Let's look at the help:
In ?geom_histogram
:
Computed variables
These are calculated by the 'stat' part of layers and can be accessed with delayed evaluation.
after_stat(count)
number of points in bin.
after_stat(density)
density of points in bin, scaled to integrate to 1.
after_stat(ncount)
count, scaled to a maximum of 1.
after_stat(ndensity)
density, scaled to a maximum of 1.
after_stat(width)
widths of bins.
In ?geom_density
:
Computed variables
These are calculated by the 'stat' part of layers and can be accessed with delayed evaluation.
after_stat(density)
density estimate.
after_stat(count)
density * number of points - useful for stacked density plots.
after_stat(scaled)
density estimate, scaled to maximum of 1.
after_stat(n)
number of points.
after_stat(ndensity)
alias for scaled
, to mirror the syntax of stat_bin()
.
So you want both to be on the same scale. In your code, when running geom_histogram()
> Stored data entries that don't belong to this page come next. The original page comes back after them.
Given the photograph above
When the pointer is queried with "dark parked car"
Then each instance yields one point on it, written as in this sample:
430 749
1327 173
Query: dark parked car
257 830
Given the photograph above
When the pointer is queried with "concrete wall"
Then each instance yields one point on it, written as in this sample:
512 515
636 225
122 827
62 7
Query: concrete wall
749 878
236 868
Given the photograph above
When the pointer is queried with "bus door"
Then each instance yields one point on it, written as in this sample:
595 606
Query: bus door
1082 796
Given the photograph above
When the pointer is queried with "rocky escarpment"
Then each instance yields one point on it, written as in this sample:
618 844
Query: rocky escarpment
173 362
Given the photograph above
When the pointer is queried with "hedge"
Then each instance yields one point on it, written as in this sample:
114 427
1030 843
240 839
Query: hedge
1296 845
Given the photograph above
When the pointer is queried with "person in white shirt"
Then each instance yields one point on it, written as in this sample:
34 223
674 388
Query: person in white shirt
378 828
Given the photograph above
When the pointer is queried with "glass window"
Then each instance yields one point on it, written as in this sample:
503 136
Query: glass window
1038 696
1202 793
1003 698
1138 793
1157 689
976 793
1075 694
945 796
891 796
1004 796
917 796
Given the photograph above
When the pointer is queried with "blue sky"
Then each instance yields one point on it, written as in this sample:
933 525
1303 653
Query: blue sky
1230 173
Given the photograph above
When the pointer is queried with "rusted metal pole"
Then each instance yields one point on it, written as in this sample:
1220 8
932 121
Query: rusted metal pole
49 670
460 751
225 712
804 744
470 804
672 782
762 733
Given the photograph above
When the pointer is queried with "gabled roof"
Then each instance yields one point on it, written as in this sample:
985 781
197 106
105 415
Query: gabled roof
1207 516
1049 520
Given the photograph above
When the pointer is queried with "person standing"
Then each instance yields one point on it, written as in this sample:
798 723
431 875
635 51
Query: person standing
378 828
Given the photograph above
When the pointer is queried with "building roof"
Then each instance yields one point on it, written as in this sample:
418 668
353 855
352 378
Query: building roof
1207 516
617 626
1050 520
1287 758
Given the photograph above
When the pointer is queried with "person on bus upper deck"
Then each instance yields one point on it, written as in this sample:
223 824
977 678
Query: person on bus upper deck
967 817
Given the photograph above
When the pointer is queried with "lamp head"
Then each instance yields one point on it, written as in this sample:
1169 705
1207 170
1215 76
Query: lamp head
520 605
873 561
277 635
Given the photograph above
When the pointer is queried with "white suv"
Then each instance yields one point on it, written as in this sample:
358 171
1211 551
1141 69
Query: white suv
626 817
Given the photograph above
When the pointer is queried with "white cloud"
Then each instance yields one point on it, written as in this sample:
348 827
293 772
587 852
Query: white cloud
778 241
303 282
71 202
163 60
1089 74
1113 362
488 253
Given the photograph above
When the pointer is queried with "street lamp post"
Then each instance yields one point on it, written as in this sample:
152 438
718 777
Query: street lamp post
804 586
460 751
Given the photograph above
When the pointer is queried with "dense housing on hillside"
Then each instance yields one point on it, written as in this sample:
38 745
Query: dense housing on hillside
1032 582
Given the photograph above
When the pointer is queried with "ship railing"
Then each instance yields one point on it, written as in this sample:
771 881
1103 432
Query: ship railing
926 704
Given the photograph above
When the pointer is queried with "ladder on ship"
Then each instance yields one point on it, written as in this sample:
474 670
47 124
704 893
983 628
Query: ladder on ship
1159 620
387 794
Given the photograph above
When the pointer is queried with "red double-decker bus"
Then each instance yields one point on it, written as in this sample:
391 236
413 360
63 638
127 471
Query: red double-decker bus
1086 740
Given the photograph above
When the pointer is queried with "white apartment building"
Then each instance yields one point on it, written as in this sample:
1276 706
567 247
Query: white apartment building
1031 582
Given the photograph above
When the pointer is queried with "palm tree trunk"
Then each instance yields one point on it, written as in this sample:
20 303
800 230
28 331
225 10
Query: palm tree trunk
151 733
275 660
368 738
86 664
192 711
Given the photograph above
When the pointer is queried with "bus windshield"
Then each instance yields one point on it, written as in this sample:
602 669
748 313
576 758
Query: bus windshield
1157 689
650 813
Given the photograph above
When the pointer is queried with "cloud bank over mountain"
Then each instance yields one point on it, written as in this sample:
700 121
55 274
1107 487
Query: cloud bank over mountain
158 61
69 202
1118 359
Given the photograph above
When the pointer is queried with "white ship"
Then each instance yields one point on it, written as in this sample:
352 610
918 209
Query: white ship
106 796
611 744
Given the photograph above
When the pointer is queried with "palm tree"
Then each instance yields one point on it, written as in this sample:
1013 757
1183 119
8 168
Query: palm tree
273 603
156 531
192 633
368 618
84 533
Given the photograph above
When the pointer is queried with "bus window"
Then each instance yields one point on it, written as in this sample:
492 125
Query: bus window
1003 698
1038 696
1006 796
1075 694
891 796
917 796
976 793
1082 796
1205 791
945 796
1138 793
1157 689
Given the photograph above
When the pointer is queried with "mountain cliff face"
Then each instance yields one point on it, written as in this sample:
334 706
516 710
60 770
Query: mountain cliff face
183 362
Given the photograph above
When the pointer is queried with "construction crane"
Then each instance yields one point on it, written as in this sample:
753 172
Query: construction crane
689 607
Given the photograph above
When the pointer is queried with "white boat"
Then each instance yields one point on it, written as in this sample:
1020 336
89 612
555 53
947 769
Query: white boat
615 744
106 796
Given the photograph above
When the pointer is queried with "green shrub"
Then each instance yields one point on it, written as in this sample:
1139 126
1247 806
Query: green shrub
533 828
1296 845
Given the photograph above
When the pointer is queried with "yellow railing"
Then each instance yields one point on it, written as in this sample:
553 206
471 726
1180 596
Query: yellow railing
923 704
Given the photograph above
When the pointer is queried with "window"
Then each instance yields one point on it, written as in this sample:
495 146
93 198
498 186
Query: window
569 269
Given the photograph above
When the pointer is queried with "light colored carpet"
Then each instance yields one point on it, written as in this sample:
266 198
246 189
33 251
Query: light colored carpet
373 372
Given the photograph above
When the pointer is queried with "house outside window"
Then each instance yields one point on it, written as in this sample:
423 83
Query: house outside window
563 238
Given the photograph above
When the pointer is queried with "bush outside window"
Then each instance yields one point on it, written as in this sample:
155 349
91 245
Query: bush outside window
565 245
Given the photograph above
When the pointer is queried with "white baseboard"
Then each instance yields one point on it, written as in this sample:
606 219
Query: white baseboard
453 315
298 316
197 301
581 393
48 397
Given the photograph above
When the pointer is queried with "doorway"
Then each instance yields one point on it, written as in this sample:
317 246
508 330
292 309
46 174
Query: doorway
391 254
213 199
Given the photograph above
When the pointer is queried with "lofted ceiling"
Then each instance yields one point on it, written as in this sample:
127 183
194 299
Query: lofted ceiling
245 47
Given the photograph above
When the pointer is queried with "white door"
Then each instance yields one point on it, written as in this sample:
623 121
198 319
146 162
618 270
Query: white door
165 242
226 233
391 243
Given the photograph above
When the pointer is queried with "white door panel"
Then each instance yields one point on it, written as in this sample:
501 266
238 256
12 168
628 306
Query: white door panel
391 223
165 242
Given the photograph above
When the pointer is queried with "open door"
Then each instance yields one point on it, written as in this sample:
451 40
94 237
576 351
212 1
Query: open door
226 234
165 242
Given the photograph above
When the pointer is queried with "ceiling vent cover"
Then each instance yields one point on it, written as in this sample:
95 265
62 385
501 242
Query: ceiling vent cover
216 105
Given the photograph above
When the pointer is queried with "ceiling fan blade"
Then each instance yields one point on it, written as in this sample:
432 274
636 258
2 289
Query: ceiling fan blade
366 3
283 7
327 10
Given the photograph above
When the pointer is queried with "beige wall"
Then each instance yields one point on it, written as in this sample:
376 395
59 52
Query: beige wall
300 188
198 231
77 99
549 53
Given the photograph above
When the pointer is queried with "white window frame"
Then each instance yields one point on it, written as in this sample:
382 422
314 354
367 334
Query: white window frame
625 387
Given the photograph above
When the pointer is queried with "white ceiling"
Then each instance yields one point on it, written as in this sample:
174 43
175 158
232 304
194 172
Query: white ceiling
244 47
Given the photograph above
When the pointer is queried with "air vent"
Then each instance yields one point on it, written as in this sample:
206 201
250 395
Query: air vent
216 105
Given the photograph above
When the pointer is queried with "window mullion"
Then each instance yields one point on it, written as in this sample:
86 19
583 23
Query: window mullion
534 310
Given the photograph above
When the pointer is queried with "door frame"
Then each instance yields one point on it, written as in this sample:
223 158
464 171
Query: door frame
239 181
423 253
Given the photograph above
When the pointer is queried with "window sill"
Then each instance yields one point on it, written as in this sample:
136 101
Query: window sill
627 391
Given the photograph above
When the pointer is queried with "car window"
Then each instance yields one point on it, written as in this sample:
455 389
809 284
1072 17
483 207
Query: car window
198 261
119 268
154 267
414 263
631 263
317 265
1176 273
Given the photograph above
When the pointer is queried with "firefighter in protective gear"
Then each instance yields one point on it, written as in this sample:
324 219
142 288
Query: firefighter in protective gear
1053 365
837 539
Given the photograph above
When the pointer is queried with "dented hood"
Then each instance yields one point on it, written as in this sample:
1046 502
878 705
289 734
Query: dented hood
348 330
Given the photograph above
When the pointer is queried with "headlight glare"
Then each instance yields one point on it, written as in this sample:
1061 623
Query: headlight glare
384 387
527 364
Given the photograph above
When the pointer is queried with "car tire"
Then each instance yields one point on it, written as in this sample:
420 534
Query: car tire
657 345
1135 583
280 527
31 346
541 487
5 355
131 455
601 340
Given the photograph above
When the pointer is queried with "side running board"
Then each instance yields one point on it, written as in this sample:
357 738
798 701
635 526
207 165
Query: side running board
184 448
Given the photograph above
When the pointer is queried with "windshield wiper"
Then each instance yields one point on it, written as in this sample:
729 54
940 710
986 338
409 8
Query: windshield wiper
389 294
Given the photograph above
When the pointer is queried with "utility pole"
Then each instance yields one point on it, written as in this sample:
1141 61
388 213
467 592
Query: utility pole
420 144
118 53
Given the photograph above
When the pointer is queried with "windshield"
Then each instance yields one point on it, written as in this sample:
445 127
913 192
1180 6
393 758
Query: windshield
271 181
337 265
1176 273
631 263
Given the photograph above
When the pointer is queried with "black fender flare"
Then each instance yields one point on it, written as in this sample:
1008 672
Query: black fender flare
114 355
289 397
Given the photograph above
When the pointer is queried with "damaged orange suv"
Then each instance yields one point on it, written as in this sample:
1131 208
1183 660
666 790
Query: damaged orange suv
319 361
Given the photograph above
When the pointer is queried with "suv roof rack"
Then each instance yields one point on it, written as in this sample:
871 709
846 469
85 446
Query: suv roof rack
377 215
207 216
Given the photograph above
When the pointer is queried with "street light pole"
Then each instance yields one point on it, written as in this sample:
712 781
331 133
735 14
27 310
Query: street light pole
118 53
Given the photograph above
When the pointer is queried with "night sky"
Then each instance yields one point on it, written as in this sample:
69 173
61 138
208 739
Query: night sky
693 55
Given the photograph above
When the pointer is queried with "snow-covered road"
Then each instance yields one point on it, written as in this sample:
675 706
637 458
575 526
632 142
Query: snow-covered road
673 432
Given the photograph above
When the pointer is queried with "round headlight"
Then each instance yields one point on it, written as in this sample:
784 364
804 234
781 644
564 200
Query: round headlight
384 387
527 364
, you take the cumsum of ..count..
, which is the number of points in a bin, so the total of that cumsum is the total number of points (the number of rows in data
).
We can make that more clear with example data:
library(ggplot2)
set.seed(123)
data <- data.frame(Service = rpois(100, lambda = 1000))
head(data)
#> Service
#> 1 982
#> 2 1037
#> 3 946
#> 4 1004
#> 5 1054
#> 6 1014
num_bins <- ceiling(1 + log2(nrow(data)))
gg <- ggplot(data, aes(x=Service)) +
geom_histogram(aes(y=cumsum(..count..)),
bins=num_bins, fill="skyblue", color="black")
layer_data(gg) |>
dplyr::select(x, y, count, density, ncount, ndensity)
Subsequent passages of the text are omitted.